Display a window at those coordinates. Since the window moves gradually, the operator can refer to the information in the window sufficiently even after the window starts moving. FIG. 10 shows the window being moved. Furthermore, Fig. 11 shows the window after the movement, and if the operator wants to refer to the storage stock quantity and processing schedule quantity again,
All you have to do is access the corresponding window using the hexagonal device.

If window 72 is now accessed, window 72 will be displayed again in the position shown in FIG. Further, if this window is not accessed at all, the process starts moving again to the daily production amount window 70.

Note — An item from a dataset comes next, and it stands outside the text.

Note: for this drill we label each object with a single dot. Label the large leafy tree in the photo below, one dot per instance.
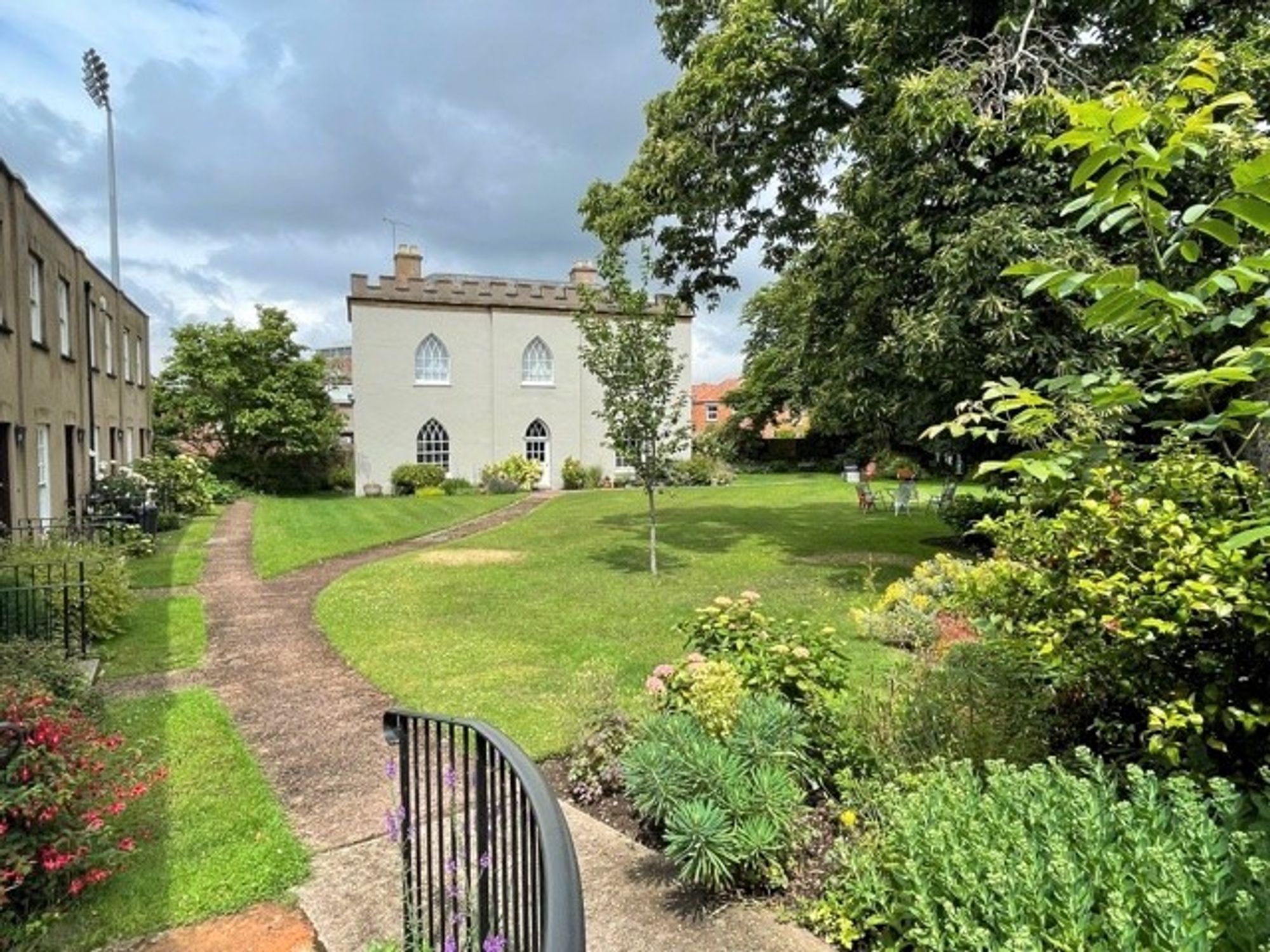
(627, 347)
(252, 399)
(887, 161)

This will automatically organize the information on the screen.

〔Effect of the invention〕

According to the present invention, by giving directionality to the information displayed on one screen, it is possible to automatically organize the information without specifying it by a human, even if the information is arranged in a disorderly manner. Even when displayed, related information can be automatically superimposed and displayed.

In addition, since information is organized at a constant speed that humans do not notice, humans can concentrate on system operations.

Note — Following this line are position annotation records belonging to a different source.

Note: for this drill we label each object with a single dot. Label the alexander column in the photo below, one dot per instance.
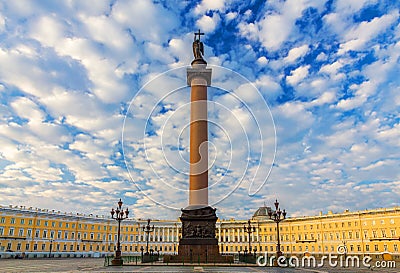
(198, 242)
(198, 78)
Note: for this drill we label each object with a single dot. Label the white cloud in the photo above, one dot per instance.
(296, 53)
(207, 5)
(298, 75)
(207, 23)
(262, 60)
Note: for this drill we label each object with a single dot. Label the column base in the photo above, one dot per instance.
(198, 243)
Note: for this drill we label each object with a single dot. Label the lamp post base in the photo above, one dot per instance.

Furthermore, since the superimposed information can be immediately and automatically reproduced at the original display position, the trouble of display operation of specifying one normal display position can be saved.

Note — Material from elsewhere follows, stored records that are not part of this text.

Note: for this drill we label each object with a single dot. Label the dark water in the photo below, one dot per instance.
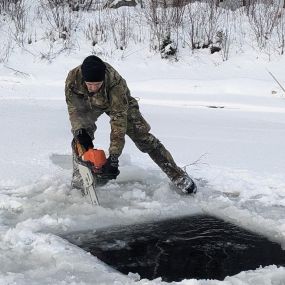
(190, 247)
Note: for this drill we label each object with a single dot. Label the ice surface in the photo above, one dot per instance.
(235, 153)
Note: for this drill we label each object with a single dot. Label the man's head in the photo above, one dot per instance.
(93, 72)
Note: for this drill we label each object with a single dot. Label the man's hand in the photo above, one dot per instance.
(112, 166)
(84, 139)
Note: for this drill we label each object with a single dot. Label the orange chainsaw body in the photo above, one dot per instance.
(97, 157)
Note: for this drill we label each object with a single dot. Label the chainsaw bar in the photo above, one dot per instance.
(89, 182)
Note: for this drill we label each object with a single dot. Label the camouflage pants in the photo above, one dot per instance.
(139, 131)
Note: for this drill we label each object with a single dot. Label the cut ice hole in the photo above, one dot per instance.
(200, 247)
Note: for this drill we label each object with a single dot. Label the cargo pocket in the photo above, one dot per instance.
(138, 123)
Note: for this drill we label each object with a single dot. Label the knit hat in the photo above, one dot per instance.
(93, 69)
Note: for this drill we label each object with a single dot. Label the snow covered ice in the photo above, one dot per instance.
(235, 152)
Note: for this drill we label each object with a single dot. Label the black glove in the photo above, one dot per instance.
(112, 166)
(84, 139)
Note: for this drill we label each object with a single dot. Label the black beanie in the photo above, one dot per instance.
(93, 69)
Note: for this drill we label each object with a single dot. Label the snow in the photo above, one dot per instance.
(235, 152)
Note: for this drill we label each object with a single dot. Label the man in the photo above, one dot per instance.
(94, 88)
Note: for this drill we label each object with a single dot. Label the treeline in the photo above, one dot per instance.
(165, 26)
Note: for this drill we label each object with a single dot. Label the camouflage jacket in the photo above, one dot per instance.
(113, 99)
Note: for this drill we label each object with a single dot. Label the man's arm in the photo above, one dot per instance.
(80, 117)
(118, 94)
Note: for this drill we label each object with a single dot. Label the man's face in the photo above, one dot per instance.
(93, 87)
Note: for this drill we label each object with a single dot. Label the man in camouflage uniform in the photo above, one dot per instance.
(94, 88)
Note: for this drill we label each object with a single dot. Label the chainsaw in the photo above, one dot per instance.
(90, 166)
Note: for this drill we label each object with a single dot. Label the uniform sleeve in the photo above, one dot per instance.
(118, 113)
(80, 117)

[Brief explanation of the drawing]

FIG. 1 is an overall configuration diagram of the system of the present invention, and FIG.
An internal configuration diagram of the window processor that controls the window buffer; FIG. 3 is the contents of the window attribute buffer in the window processor; FIG. 4.5.6 is a flowchart showing the window control method; FIGS. 7.8 and 9 ，
10.11 is a screen configuration diagram showing an example of application of the present invention. 1 to 18...Flowchart contents, 10...CRT
Apparatus, 20... Video control processor, 30... Input device, 40... Main processor, 50... Window processor, 60... Window buffer, 61...
- Processing device, 62... Window processor interface, 63... Window processor timer, 6
4... Window attribute buffer, 70... Window showing daily production amount, 71... Window showing cumulative production amount, 72... Window showing number of warehouses, 7
3...Window showing the number of scheduled processes, 81.82...
- Window movement path, 100a, 200a. Figure 2, i Figure V: J 5 Steaming 〆 Figure Tomi 7 Figure g Figure Z /θ Figure Tomi! 1 figure

Claims (1)

[Claims] A display screen using a CRT, a multi-window function that allows multiple images to be displayed on the display screen, a window buffer for that purpose, a video control processor that controls the screen, and a transmission line that connects the video control processor, window buffer, and display screen. After displaying structural information on multiple displays in each window in a display device consisting of
Automatically gradually move windows that are not accessed to windows that are displaying higher-level information in the structure.
In addition, by providing the window buffer with a directional function that overlaps the information displayed in the window, there is no need for humans to organize the information displayed in the window, and the information can be automatically organized. A multi-window control method that facilitates reference and playback.